Kementerian Pariwisata dan Ekonomi Kreatif juga tengah menggenjot strategi pemulihan pariwisata Indonesia lewat wisata kebugaran. Terdapat tiga daerah yang didorong mengembangkan konsep wisata tersebut, yakni Surakarta, Yogyakarta, dan Bali.

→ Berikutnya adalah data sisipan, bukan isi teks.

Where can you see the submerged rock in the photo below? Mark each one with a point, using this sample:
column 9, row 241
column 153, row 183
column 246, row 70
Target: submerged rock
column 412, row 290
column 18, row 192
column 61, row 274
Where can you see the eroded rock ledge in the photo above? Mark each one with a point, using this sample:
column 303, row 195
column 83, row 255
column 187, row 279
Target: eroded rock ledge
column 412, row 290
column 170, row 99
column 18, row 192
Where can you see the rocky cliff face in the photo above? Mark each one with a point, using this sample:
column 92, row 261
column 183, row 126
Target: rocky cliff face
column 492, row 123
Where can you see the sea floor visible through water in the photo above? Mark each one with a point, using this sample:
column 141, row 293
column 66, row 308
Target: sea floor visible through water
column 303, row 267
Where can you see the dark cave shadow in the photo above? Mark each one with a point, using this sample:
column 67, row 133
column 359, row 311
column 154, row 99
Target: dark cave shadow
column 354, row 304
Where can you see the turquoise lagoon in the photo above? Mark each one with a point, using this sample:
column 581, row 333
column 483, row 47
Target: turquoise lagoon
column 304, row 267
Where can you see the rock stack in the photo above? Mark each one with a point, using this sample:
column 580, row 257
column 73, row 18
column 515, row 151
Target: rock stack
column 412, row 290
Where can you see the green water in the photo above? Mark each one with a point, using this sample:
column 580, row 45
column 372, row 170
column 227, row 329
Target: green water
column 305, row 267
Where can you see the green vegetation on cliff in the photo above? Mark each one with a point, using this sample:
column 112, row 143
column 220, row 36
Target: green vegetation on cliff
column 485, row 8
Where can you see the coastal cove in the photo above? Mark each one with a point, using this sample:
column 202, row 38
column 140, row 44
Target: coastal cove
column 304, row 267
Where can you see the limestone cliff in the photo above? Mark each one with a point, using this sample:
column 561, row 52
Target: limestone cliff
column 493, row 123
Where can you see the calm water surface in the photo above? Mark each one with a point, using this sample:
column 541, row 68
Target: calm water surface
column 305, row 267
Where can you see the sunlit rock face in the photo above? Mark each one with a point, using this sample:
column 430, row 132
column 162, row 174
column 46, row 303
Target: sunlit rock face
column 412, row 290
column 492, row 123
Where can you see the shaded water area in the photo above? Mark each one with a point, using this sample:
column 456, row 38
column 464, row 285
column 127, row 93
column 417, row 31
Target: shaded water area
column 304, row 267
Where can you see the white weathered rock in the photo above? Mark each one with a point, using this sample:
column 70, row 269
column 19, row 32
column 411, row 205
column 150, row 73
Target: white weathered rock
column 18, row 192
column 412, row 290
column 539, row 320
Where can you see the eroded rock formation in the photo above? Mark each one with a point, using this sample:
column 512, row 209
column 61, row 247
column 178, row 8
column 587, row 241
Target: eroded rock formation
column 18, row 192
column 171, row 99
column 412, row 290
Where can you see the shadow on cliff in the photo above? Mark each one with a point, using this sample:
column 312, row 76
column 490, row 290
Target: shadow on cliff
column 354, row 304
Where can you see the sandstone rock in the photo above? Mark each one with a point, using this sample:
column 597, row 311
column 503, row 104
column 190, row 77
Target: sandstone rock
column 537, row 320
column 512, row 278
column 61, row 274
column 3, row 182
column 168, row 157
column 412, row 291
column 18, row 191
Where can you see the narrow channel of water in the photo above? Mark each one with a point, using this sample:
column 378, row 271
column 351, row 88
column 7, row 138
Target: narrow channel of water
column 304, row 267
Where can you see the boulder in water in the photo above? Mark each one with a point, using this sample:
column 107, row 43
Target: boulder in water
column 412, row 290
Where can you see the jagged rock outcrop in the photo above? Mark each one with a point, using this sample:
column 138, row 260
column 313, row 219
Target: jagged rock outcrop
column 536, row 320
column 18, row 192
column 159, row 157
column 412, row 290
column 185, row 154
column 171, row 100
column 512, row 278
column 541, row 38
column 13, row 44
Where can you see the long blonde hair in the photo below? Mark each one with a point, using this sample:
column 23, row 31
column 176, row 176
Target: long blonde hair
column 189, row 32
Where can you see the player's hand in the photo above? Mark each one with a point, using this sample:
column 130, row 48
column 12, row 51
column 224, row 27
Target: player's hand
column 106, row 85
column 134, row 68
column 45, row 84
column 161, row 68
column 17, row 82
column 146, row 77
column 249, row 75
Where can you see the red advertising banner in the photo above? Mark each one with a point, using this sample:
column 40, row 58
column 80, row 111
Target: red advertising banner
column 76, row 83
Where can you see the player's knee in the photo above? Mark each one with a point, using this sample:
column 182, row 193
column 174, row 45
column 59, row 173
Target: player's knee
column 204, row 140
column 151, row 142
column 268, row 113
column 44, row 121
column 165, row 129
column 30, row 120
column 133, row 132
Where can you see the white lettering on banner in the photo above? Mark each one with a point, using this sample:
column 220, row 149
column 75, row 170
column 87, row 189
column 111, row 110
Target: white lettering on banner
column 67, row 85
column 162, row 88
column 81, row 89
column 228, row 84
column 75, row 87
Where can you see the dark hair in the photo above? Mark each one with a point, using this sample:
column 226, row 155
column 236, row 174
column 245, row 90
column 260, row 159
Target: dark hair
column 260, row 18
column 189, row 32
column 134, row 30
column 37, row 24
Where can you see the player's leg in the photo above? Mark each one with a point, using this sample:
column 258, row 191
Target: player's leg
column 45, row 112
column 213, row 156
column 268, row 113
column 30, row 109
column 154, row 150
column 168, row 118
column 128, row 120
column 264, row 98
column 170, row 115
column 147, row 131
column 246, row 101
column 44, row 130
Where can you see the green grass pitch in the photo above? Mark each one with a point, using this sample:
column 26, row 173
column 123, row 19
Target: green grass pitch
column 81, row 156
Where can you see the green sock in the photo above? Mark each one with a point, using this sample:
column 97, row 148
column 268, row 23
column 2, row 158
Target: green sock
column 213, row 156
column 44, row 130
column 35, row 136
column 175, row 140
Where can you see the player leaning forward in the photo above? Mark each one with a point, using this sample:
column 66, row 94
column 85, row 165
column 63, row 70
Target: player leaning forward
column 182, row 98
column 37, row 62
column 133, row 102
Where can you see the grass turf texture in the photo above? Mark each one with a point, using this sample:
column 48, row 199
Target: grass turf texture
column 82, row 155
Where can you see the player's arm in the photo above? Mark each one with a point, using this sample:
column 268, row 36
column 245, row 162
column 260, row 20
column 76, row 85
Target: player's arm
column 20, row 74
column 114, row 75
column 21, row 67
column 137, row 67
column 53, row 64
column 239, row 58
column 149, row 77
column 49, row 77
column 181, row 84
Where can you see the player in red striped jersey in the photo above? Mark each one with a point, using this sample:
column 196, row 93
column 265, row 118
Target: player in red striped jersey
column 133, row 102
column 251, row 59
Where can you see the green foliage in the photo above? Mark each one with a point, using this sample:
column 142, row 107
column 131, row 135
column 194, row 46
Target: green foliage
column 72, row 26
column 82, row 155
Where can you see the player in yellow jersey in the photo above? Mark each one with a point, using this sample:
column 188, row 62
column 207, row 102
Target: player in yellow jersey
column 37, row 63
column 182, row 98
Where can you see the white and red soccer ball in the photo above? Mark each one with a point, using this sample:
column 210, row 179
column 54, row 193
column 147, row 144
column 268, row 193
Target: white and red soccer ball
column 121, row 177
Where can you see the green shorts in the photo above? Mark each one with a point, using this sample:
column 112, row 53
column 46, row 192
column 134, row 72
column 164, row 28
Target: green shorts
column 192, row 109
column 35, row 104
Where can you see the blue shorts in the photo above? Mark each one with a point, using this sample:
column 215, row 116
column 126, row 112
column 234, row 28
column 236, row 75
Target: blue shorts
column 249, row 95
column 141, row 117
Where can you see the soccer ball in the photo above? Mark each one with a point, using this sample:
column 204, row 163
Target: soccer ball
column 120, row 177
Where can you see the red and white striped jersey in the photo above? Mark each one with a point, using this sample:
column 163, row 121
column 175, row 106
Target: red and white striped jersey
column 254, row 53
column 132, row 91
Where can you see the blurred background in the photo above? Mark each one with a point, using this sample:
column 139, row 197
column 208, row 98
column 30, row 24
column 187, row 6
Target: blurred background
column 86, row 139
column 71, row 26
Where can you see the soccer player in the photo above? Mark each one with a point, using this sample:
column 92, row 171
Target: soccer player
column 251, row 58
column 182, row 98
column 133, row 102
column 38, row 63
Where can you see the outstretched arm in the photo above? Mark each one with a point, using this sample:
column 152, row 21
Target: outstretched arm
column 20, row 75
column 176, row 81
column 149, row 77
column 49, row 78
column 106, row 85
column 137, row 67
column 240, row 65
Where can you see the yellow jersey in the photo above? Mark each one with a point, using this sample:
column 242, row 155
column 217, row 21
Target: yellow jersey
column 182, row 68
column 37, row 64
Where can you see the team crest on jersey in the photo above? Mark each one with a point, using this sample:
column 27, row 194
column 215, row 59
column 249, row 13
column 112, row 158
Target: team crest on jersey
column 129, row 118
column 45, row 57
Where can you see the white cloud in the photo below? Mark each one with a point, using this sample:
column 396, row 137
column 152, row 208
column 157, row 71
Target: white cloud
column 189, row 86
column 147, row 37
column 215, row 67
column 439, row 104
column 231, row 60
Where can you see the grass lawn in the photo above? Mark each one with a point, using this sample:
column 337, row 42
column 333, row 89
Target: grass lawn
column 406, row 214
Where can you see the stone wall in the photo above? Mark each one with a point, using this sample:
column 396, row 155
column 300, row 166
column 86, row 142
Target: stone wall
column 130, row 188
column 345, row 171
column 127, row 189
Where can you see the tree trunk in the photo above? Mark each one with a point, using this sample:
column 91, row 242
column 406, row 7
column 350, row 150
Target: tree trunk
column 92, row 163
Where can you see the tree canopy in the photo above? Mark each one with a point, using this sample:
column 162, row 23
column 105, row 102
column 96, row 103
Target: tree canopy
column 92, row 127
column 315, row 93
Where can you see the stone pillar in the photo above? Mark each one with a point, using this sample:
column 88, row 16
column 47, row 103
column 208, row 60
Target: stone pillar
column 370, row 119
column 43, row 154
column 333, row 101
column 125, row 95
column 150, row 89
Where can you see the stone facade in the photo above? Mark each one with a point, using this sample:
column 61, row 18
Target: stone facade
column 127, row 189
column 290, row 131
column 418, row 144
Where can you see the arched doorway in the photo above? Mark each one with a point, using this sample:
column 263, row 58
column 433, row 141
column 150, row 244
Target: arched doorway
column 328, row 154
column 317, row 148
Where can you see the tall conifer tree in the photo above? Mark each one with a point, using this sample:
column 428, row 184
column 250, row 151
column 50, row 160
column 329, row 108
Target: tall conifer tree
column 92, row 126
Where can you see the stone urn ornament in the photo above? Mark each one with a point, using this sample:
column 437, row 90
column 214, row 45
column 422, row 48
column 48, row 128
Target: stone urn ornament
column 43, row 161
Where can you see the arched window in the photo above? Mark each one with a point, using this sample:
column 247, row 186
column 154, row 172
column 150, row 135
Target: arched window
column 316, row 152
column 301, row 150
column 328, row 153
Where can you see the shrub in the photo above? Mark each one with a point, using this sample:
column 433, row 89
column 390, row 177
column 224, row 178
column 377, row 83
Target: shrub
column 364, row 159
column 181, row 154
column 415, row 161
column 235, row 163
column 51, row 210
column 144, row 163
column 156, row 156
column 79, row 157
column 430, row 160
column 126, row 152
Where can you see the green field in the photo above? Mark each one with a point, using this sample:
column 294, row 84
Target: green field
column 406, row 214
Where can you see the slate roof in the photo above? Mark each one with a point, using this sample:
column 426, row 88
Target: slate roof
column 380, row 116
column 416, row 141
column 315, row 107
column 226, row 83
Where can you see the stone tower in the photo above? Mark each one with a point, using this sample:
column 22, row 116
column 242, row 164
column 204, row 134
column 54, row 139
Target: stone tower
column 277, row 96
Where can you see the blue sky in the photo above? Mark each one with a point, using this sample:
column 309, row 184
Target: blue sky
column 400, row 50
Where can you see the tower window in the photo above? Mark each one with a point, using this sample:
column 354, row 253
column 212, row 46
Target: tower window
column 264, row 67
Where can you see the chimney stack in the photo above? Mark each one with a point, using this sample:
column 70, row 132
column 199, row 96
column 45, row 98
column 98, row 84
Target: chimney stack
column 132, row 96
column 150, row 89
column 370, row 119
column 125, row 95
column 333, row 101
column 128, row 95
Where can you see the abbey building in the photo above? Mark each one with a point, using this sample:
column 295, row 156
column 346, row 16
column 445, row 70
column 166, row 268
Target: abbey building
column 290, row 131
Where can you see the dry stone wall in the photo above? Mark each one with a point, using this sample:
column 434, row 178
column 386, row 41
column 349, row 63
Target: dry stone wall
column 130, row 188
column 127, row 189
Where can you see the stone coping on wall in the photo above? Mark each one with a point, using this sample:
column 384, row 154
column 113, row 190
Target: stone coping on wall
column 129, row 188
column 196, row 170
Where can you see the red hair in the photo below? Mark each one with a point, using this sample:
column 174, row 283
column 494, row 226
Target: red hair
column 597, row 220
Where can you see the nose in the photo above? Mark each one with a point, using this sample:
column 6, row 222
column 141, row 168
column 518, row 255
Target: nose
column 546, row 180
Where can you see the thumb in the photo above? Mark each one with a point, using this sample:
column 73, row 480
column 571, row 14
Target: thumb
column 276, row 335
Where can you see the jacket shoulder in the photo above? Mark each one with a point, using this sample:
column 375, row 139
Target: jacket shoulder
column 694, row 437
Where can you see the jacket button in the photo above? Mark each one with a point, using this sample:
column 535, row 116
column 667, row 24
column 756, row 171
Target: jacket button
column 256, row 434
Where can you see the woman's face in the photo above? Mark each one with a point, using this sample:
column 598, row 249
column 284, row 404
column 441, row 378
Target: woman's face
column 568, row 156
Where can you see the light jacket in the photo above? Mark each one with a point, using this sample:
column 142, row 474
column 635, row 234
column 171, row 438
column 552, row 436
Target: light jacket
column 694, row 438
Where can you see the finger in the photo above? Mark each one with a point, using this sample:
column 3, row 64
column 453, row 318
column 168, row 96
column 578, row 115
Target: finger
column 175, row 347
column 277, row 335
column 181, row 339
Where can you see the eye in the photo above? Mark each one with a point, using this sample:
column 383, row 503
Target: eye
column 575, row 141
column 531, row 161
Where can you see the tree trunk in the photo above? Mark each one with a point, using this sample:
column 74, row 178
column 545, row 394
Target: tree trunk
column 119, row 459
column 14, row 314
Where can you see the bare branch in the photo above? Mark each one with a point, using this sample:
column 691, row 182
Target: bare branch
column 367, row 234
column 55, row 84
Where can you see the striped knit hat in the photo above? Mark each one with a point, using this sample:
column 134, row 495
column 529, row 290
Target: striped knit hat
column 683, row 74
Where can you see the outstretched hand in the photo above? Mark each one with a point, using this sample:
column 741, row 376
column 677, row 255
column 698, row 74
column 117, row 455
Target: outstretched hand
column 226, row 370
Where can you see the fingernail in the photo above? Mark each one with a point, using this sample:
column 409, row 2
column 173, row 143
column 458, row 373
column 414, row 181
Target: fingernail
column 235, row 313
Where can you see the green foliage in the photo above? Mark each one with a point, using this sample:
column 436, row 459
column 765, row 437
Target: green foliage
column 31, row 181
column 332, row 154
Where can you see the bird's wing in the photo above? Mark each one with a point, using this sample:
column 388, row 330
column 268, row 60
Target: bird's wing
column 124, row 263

Wali Kota Surakarta Gibran Rakabuming Raka mengatakan, wisata kebugaran sudah lama digarap di kota tersebut. Bahkan, kearifan lokal seperti pembuatan jamu akan ditonjolkan lagi demi menarik kunjungan wisatawan ke depan. Sebab, sektor wisata tersebut ikut mendorong terciptanya gaya hidup sehat.
”Ke depan, pariwisata tidak lepas dari kesehatan dan kebugaran. Industri jamu bisa didorong lagi. Produk-produk UMKM akan didampingi agar kemasannya lebih baik dan lebih sesuai standar,” kata Gibran.